La fertirrigación (técnica de aplicar fertilizantes disueltos directamente en el agua de riego) es el mecanismo más preciso para compensar las pérdidas causadas por lluvias. Pero en temporada irregular —donde un aguacero de 40 mm un miércoles puede ser seguido por 10 días de sequía— la receta de fertirrigación estándar deja de funcionar.

Estos son los ajustes esenciales:

Monitorea la conductividad eléctrica del suelo (CE, medida en dS/m, que indica la concentración de sales y nutrimentos en la solución del suelo) después de cada evento de lluvia importante. Una lluvia de 50 mm puede bajar la CE de 2.5 a 1.2 dS/m en suelos arenosos. Eso significa que la solución nutritiva se diluyó casi a la mitad.

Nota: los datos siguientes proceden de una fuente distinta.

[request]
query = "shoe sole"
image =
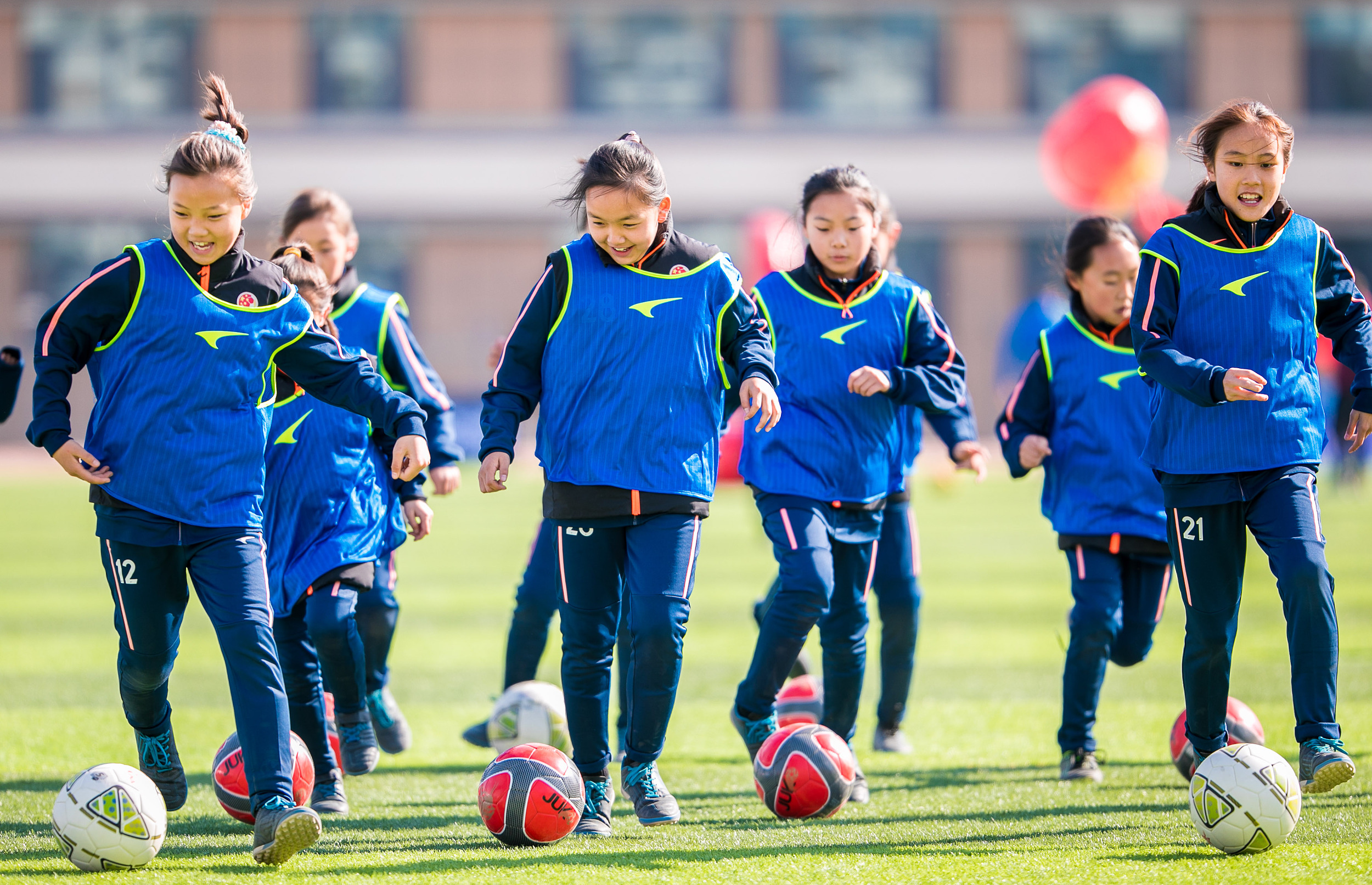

Aumenta la frecuencia, no el volumen: Después de una lluvia fuerte, no riegues con la receta normal al día siguiente. Espera a que el suelo drene (48–72 horas según la textura) y reinicia con riegos cortos y frecuentes para restablecer la concentración de nutrimentos en la zona radicular.

Refuerza calcio y magnesio en la solución: Durante lluvias irregulares, aumenta el aporte de calcio en la receta base en un 20–30 %. Usa nitrato de calcio como fuente principal. Si la receta original incluía 4 g/L de nitrato de calcio, súbela a 5–5.5 g/L durante las semanas con precipitación superior a 30 mm.

Controla el pH de la solución de riego: La lluvia acidifica el suelo. Compensa alcalinizando ligeramente la solución de riego (pH 6.5–7.0) con pequeñas dosis de carbonato de potasio. Esto ayuda a tamponar (estabilizar) el pH en la zona radicular.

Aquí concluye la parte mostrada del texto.